(Rigging Tips and Tricks : Rigging Beautiful Eyes by Marco Giordano)
It is that time of year here in Austin Texas that the sun starts to shine and many people head to the local swimming pool or to Barton Springs for a cold refreshing swim in its spring fed waters. At Rigging Dojo it also means ice coffee and the search for something to do indoors by late afternoon. We can’t give you the springs or coffee here but we do hope you find this guest post and tutorial on rigging flexible cartoon eyes both refreshing and cool, while you hide from the heat of summer.
Marco has created a great 3 part tutorial series for us, on a way he has used to rig up eyes in Maya. The rig is flexible and can be expanded upon to make a very expressive and transferable rig. He is also showing of some never before images from his custom rigging tools and images from his more recent rigging work. If you have seen the iAnimate dog rig, Marco created it and has done some other outstanding work (read to the end for the sneak peek)
I currently work in the industry as a senior character TD in film . When I was little I was completely amazed by “Jurassic Park” . When I was told the dinosaurs were made with computer graphics, I promised myself that one day I was going to learn how to do that.
When I started high-school,, I quickly realized that what I was learning was not going to allow me to do a job that would make me happy, so I started learning computer graphics after school. At the beginning I was learning just a base in every field, but then I decided to be an animator, and that I never was going to do rigging or programming because I really did not like that.
It is funny to see how that quickly changed, I decided to do Animation Mentor, but at that time, that school required a high-school diploma so I had to wait. Meanwhile, I started doing some rigging because I wanted to fix some rigs or make them able to perform what I wanted to animate, and that is how it started.
From there on I started learning only rigging and programming. When I was in my 4th year of high-school I started doing freelance at night and school during the day.
It was a hard time juggling both, but nothing made me more happy then following my passion. As soon as I graduated I got hired to work for a tv series and that is how my career started.
During my studies and my career I had the luck to meet so many great people willing to share their knowledge. I would like to thank two of my mentors because without them I would not be where I am now! The first one is Edoardo Pili, an amazing rigger, brilliant mind always coming up with good ideas and deep knowledge of his work. The second one is Alan Stanzione, the best programmer I ever met, he took me under his wing and taught me so much about programming and Maya API.
The thing that I love about rigging is that there are countless ways to build something, often during production when I get a task, and it isn’t crunch-time, I have some time to sit there and study the problem and prototype, or explore different ways to do stuff, being able to write plugins also extends a lot of this freedom.
I decided to start releasing my code, tools and tutorials for a couple of reasons. First of all I learned so much from the whole community that it just feels really good to give something back and it also helped me so much to avoid people from giving me quick judgment based on my age, rather than on what I am capable of, and it is actually pretty cool when older colleagues veterans of this industry come to my desk after watching my tutorials and ask some extra questions about that topic.
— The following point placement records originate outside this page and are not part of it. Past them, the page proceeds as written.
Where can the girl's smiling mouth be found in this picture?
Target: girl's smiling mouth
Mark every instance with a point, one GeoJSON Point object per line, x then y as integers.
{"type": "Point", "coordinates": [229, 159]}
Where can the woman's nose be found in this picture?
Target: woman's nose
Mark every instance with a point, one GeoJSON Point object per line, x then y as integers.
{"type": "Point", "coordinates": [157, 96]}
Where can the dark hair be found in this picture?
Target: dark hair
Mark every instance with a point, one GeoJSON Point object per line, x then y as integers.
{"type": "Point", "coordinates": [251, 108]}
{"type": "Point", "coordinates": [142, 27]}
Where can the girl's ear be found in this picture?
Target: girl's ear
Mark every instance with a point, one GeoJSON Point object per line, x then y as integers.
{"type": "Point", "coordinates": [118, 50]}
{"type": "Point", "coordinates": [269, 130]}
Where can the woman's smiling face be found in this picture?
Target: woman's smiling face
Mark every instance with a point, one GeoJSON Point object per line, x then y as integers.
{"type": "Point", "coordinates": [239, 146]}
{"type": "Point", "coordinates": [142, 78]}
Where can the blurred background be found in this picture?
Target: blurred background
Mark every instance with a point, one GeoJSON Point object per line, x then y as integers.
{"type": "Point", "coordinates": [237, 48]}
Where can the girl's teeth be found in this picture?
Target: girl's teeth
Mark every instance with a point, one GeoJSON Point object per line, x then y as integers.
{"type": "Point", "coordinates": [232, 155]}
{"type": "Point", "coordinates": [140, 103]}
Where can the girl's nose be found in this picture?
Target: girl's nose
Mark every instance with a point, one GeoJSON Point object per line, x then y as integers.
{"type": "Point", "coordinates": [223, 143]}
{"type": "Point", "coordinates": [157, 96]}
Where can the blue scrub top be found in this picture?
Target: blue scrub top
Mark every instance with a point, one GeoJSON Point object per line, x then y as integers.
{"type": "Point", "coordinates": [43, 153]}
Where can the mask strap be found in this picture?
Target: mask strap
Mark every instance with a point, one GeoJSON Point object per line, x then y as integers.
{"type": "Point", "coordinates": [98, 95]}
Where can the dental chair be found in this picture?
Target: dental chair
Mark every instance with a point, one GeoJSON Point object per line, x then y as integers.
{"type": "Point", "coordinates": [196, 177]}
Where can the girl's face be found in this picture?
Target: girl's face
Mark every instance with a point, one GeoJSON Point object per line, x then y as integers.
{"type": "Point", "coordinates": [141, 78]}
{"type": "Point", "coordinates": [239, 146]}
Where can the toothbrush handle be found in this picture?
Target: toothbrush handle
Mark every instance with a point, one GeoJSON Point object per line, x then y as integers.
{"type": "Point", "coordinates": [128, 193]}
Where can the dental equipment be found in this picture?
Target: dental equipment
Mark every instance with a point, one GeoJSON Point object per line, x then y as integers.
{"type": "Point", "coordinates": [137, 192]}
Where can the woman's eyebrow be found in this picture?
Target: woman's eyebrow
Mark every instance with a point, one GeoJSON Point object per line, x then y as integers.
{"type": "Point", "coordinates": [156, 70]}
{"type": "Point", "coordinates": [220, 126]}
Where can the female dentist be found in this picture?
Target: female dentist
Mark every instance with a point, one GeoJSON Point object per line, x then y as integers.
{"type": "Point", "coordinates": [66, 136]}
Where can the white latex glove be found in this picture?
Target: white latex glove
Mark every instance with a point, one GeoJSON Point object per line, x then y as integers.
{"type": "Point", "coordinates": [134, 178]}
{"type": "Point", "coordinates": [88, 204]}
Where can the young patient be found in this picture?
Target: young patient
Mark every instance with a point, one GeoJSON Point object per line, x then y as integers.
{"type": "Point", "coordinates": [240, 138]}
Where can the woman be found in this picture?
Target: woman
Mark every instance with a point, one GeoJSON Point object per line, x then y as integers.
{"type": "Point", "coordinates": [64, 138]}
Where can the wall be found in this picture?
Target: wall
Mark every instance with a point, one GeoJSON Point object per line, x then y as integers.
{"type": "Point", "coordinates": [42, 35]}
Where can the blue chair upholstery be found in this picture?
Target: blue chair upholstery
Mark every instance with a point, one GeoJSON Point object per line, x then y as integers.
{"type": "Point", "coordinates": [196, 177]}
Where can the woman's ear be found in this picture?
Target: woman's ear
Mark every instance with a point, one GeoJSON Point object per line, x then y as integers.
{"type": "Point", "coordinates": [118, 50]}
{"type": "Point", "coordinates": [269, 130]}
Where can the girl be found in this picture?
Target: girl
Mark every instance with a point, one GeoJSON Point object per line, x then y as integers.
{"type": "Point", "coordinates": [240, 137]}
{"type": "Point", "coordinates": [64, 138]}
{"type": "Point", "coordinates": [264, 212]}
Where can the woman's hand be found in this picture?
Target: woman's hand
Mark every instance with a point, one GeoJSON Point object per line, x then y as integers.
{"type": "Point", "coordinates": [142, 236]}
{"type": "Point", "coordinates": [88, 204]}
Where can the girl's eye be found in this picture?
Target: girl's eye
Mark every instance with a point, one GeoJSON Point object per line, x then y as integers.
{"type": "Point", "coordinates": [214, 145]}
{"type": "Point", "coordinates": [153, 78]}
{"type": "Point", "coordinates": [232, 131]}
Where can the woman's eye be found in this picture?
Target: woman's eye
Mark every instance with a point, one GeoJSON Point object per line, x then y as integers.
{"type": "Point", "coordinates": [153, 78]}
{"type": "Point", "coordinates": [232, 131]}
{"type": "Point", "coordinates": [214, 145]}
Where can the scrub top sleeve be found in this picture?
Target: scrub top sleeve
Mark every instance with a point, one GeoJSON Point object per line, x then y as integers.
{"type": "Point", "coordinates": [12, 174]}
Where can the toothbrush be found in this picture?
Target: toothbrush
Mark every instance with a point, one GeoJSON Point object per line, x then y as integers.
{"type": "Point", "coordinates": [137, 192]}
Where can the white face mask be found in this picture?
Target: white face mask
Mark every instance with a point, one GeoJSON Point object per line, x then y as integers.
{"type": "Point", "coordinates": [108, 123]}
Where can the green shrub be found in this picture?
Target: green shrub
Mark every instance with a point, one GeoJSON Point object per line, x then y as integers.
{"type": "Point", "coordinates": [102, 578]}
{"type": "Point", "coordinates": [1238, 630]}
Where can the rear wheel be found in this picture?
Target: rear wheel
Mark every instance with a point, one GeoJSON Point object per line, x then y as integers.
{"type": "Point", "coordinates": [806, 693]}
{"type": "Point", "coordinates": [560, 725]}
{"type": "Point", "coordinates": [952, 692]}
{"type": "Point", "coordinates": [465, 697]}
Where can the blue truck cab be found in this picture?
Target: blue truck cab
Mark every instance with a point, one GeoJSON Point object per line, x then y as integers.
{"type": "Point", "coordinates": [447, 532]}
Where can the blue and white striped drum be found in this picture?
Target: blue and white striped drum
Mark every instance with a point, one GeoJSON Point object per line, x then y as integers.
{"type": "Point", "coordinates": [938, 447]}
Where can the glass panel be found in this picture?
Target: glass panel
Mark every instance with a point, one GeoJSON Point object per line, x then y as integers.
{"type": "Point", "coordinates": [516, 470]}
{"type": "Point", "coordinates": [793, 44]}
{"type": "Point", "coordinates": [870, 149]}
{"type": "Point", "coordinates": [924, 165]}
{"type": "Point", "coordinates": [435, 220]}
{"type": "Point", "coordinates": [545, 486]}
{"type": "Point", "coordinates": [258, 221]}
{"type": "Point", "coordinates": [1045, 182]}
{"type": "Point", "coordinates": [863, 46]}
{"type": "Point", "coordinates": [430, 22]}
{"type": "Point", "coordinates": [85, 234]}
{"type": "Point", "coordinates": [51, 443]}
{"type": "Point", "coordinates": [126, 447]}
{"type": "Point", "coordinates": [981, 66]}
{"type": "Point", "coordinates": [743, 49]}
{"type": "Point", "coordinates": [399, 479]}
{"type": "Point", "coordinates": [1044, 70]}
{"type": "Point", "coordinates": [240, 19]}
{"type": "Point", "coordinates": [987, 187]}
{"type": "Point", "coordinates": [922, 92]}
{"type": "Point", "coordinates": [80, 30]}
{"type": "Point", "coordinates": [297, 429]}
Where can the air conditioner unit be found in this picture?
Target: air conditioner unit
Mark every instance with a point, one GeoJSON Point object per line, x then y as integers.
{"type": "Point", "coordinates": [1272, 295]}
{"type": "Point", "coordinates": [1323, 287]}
In some studios, production even gave us the opportunity to organize internal courses about many different topics , that was super cool because everyone was able to learn so much from each other.
About the Maya eye-rig tutorial, I first got in touch to this kind of technique (object attached to curves or surfaces) from my mentor Edoardo Pili, and later also Alessandro Boschian Pest did some great developing on this field.
This kind of setup allows you to take the eyelid from the regular blinking to a whole new level of expressions where a skilled animator can use that to create extreme and effective expressions.
Rigging Tips and Tricks : Rigging Beautiful Eyes by Marco Giordano
Here is a sneak peek at Marcos autorig tool, this has never been showed in public before.
For this autorig I created first of all an object oriented python wrap around Maya cmds and api (kinda like pymel) that allowed me way more efficient programming.
I wrote from scratch a “node editor” in pyqt that allowed me to create piece of rig as nodes instance and combine them, however, I wanted, like a puzzle and then in the end build the final rig , load all deformers , shape controls etc… and much much more but, I just wanted to give you and idea of what the screens show here.